Case ID: ad2d_190/html/0591-01.html
Source: Caselaw Access Project
Author: {"author": "", "license": "Public Domain", "url": "https://static.case.law/"}
Date Created: 2024-08-24T03:29:51.129683

Ashland Management Incorporated, Appellant-Respondent, v C. Christopher Janien, Respondent-Appellant. (And a Third-Party Action.)
   — Order and judgment, Supreme Court, New York County (Beatrice Shainswit, J.), entered May 5, 1992, which, after a non-jury trial: (A) awarded defendant damages on his counterclaim in the total sum of $785,625; (B) adjudged (1) that the parties had entered into a joint venture wrongfully breached by plaintiff; (2) that plaintiff’s "Alpha system” is not a trade secret; (3) that defendant is not misappropriating or threatening to misappropriate any proprietary rights of plaintiff in any product; (4) that defendant is free to market the "ETA system”, to which defendant has sole rights; (5) that the ETA system does not incorporate the Alpha system, and; (6) that the joint venture had ended, plaintiff having relinquished any right to its fruits; and (C) dismissed all causes of action imposed, unanimously modified, on the facts and the law, to delete the term "joint venture” from the decretal paragraphs, and to substitute the term "agreement”, and is otherwise affirmed, without costs.

The issues in this action were, for the most part, issues of fact.
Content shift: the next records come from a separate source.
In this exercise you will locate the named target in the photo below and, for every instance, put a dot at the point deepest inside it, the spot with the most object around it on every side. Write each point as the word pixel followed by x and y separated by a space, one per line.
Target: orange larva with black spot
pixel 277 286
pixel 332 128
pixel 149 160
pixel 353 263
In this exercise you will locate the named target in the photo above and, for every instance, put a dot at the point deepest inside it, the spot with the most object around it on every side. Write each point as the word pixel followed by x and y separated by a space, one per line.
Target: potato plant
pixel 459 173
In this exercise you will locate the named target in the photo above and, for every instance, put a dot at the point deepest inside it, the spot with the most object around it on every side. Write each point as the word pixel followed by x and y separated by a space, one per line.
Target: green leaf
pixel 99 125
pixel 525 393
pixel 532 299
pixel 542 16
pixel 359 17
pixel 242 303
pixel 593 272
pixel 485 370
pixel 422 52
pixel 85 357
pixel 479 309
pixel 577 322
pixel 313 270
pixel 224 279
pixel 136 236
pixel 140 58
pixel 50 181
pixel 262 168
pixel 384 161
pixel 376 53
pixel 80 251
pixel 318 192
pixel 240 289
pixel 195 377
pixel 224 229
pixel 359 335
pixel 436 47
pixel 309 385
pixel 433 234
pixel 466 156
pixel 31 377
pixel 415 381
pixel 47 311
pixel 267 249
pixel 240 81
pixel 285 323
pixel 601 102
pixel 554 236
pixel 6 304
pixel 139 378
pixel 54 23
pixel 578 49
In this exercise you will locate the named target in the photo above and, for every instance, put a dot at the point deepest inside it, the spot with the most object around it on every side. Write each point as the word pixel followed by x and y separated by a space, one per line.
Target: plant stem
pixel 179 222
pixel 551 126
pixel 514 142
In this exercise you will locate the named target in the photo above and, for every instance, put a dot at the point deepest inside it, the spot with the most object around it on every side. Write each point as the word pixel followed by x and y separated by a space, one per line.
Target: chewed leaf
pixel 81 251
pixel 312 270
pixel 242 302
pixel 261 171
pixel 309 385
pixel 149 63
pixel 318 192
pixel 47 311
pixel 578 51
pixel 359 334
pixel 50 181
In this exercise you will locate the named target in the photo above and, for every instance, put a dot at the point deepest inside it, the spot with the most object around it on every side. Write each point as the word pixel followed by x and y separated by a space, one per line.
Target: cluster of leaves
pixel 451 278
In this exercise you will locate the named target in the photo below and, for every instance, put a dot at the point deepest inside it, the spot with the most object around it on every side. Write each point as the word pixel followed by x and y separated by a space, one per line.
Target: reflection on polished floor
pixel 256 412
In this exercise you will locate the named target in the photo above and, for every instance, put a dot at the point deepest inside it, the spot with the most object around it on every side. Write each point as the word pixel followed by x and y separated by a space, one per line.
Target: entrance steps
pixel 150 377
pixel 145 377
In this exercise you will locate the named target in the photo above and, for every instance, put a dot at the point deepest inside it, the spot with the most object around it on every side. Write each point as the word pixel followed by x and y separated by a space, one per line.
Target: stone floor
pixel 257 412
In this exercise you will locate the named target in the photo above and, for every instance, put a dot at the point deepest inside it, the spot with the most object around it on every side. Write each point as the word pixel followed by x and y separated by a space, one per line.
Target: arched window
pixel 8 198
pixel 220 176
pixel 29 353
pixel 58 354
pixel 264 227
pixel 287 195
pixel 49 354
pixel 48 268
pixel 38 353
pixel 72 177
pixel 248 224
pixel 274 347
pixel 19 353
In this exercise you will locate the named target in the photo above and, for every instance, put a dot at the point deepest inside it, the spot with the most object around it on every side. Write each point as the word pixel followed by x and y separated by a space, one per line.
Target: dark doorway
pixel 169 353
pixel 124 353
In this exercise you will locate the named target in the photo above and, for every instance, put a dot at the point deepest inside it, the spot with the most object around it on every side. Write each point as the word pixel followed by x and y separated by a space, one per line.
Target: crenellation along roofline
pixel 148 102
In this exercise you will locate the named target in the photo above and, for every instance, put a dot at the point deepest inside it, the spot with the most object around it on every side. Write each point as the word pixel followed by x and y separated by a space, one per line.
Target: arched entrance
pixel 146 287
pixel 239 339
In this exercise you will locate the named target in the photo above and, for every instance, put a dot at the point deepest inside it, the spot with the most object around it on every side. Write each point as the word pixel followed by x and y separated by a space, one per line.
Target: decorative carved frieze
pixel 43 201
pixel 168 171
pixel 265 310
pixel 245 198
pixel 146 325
It is well established in this Department that " '[o]n a bench trial, the decision of the fact-finding court should not be disturbed upon appeal unless it is obvious that the court’s conclusions could not be reached under any fair interpretation of the evidence, especially when the findings of fact rest in large measure on considerations relating to the credibility of witnesses’ ” (Thoreson v Penthouse Intl., 179 AD2d 29, 31 [quoting Claridge Gardens v Menotti, 160 AD2d 544, 544-545], affd 80 NY2d 490).

While we agree with plaintiff that the defendant’s admitted lack of agreement to share the burden of losses is fatal to his assertion of a joint venture (see, De Vito v Pokoik, 150 AD2d 331), we find that there was a valid intent on the part of both sides to be bound by the terms of defendant’s sixth and final proposal, evidenced by the "totality of all the acts of the parties, their relationship and their objectives” (Carlin Constr. Co. v Whiffen Elec. Co., 66 AD2d 684), and that plaintiff breached its implied covenant of good faith and fair dealing (see, Havel v Kelsey-Hayes Co., 83 AD2d 380, 382).

We have considered the remaining arguments of the cross-appellants, and find them to be without merit. Concur — Murphy, P. J., Carro, Kupferman, Asch and Kassal, JJ.